Wednesday, June 2, 2010

Chorizo Chicken

I'm always looking for ways to boost the flavor of dishes without making them completely unhealthful.  Chorizo is like bacon, one of those amazing flavors that just doesn't fit our diet in large portions.  I tried a recipe from A Platter of Figs (an amazing cookbook if you haven' seen it yet) and it used a small quantity of chorizo to flavor a fish soup.  It's a great recipe, and it provided the inspiration for this chicken dish.

We find chorizo here in the grocery store, in rather large quantities.  Luckily, it lends itself to freezing so it's easy to keep some in the freezer, just like bacon.

By using a little bit for flavoring, the spicyness becomes a plesant part of the dish.  You could start out with half the amount, if you've got kids who don't like spicy food, but this is a pretty mild dish, even with the full amount.

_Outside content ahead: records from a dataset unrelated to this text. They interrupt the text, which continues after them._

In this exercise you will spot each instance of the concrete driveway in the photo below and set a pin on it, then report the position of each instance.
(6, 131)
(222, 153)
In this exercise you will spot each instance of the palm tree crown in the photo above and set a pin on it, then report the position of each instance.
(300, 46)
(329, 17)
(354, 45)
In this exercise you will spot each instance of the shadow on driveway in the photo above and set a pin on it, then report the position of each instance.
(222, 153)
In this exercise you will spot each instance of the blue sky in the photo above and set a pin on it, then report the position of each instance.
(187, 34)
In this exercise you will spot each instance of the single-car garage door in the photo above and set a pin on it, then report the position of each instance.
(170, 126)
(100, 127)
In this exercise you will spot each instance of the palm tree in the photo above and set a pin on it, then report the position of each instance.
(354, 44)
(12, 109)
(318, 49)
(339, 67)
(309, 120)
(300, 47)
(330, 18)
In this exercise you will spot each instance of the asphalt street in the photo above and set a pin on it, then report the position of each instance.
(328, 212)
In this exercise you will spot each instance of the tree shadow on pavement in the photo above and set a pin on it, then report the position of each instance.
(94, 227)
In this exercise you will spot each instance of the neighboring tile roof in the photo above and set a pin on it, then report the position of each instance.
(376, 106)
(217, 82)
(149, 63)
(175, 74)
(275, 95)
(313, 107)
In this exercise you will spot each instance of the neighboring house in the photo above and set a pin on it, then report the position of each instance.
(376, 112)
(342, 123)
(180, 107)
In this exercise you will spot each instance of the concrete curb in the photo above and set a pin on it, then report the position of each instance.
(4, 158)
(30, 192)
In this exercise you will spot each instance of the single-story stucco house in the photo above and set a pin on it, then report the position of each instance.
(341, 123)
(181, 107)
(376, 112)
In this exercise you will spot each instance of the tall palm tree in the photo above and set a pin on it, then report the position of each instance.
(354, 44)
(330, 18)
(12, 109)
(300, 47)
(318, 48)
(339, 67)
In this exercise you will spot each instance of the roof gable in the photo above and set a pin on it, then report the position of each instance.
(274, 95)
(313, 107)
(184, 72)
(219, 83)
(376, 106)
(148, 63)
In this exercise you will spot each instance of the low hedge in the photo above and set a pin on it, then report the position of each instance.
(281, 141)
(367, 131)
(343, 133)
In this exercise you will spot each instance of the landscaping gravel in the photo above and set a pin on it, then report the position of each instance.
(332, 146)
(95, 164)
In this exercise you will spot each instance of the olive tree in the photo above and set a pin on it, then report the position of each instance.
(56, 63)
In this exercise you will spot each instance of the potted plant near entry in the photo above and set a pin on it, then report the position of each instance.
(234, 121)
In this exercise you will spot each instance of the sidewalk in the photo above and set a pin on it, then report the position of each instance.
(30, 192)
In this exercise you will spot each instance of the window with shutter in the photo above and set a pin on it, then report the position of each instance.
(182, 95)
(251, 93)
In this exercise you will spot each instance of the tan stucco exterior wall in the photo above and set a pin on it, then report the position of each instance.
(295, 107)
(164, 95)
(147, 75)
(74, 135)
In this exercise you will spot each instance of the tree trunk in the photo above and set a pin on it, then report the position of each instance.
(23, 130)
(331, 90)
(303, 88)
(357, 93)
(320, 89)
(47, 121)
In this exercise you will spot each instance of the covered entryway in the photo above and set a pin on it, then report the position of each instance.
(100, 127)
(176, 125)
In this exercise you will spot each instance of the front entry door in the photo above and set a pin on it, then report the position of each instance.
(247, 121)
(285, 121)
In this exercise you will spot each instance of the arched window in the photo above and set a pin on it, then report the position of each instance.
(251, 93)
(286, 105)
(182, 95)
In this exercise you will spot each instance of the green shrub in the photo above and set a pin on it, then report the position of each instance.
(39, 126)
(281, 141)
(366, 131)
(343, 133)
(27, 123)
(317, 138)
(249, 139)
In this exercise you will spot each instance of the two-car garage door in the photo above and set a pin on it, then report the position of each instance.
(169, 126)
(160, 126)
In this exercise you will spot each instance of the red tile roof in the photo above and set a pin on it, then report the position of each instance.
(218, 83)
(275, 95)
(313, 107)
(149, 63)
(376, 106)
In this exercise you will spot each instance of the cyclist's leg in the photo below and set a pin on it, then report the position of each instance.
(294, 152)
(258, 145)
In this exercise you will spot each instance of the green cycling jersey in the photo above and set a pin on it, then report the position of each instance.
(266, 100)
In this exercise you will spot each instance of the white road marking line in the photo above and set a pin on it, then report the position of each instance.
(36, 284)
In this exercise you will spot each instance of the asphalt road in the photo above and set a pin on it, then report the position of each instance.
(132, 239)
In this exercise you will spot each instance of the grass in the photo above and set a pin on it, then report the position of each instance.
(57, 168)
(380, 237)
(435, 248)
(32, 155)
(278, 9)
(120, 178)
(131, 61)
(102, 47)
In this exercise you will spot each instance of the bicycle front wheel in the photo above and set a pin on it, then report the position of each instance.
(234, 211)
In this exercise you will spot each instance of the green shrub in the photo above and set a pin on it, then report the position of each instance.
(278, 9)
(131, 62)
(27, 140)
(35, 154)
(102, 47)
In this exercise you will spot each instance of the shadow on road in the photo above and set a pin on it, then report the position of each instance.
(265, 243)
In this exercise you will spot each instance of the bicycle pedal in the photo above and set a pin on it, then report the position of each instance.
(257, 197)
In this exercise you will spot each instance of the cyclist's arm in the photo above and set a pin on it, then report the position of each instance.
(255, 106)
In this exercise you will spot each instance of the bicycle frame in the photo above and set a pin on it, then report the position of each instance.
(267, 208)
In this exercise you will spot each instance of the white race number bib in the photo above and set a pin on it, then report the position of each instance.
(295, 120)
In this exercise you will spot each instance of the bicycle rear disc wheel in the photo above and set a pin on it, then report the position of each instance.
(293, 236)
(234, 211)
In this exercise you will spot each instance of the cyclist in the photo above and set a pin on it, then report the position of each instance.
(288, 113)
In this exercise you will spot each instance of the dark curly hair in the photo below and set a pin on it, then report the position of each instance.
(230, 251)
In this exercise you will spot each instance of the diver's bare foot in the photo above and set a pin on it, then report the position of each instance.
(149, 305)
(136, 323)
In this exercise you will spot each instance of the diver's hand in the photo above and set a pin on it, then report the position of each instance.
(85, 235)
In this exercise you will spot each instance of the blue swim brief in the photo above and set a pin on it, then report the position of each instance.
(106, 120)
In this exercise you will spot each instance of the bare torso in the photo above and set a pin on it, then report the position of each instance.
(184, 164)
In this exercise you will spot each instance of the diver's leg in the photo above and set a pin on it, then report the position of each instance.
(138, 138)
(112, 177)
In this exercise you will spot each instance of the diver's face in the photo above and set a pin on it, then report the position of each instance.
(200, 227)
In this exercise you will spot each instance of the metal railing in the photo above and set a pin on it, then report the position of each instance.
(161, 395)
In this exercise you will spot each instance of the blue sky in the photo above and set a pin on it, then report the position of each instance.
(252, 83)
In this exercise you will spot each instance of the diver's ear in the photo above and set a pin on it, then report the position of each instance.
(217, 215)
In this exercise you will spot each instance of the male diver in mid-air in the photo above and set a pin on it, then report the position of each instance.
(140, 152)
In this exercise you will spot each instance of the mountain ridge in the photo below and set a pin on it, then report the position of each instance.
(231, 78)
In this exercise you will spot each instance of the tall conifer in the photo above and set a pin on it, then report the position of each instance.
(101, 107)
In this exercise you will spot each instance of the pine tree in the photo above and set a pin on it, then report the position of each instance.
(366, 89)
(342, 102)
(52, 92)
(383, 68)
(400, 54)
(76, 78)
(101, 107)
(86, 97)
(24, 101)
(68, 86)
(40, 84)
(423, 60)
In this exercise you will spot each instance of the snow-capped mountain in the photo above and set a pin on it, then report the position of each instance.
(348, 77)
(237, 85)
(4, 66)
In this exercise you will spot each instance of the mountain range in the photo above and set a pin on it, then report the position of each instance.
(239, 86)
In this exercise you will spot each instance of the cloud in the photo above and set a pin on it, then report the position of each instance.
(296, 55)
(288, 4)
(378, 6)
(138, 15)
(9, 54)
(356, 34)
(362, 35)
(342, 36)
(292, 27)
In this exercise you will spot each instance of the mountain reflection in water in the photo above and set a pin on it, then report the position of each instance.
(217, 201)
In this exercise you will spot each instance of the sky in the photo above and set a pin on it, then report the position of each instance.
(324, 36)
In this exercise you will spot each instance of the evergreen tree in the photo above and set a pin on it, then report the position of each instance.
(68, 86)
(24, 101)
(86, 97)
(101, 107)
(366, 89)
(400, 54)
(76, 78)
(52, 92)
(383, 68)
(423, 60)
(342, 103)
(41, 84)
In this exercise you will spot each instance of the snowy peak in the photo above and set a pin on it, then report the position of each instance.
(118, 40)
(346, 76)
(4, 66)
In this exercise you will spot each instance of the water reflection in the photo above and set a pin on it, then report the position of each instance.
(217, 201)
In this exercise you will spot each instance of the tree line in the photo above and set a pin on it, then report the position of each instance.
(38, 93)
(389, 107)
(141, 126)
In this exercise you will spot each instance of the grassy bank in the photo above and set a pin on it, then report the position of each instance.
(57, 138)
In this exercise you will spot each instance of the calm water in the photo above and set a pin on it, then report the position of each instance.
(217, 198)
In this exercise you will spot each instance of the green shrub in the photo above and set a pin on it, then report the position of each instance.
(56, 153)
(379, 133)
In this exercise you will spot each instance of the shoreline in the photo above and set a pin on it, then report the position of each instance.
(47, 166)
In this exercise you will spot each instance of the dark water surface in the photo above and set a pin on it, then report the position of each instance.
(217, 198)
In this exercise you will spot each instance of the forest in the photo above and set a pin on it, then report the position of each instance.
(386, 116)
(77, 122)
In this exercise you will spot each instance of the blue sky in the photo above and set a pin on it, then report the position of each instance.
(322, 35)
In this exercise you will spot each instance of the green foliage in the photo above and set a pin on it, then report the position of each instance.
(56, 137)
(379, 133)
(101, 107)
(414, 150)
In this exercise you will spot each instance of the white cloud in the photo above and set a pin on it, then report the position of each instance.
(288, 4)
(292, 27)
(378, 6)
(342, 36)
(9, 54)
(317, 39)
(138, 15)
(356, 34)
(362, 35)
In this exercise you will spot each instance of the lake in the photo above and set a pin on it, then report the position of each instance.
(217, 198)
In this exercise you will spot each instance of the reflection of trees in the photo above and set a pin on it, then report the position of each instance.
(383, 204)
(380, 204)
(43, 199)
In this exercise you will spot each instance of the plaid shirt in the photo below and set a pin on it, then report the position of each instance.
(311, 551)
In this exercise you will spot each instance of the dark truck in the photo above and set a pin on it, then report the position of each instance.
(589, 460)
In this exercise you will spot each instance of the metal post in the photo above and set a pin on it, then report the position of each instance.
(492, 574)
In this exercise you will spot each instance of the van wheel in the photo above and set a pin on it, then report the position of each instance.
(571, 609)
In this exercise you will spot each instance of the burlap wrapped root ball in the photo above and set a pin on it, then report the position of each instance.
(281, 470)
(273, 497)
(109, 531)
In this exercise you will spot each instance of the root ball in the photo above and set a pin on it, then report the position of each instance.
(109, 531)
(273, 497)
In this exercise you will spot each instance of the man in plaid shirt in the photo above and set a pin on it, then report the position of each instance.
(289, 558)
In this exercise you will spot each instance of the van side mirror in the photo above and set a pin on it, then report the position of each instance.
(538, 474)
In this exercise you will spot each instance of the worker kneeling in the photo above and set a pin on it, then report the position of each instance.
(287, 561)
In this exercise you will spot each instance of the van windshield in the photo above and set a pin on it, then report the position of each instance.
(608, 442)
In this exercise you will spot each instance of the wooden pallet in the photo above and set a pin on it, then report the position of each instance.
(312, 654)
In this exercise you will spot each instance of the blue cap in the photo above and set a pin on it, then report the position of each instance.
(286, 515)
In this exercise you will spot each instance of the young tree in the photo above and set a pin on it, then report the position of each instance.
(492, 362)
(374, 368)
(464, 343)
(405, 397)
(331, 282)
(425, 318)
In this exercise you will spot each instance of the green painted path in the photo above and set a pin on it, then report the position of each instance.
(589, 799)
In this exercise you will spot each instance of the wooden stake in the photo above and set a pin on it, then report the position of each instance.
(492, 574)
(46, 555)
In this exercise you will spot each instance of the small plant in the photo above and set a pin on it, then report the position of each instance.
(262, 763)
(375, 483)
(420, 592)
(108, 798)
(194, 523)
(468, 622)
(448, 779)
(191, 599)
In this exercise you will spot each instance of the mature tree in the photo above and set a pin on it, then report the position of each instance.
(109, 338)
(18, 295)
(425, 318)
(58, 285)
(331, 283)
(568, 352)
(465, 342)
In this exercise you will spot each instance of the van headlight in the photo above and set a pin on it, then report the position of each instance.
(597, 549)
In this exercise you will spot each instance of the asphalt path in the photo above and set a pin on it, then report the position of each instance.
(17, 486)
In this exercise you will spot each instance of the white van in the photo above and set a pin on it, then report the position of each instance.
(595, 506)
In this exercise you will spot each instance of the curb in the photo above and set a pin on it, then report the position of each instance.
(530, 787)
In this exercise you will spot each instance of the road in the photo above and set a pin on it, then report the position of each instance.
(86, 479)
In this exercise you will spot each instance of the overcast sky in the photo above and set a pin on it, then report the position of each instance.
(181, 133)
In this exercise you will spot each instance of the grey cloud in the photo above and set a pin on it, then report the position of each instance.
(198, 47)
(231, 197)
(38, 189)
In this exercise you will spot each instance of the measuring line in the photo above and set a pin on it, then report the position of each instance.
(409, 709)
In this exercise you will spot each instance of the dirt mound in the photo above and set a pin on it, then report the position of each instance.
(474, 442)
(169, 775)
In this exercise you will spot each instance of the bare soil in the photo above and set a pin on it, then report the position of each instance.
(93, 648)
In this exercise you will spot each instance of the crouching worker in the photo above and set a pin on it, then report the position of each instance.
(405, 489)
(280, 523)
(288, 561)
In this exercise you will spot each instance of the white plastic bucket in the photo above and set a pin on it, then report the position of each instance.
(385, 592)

Saute one chorizo sausage (skin removed) in a large non-stick frying pan.

Drain the extra fat, add one diced onion and several chopped cloves of garlic.  When the onions are beginning to soften, about 6 minutes, nestle 6 boneless chicken thighs (or other chicken cut) into the chorizo/onion mix.  Cook for about 4 minutes, then turn and cook 4 minutes more. 

Add 1-1.5 cups chicken broth (enough to nearly cover the thighs) and cover the pan.  Let the thighs cook about 6 minutes more, until the chicken is cooked through.  Add a very small pasta (such as pastina) to the pan and cook until al dente.  Serve with a hearty whole grain bread and a fresh salad or other vegetable dish.


The leftovers were even better the next day.
The kids enjoyed chopping, measuring and....eating!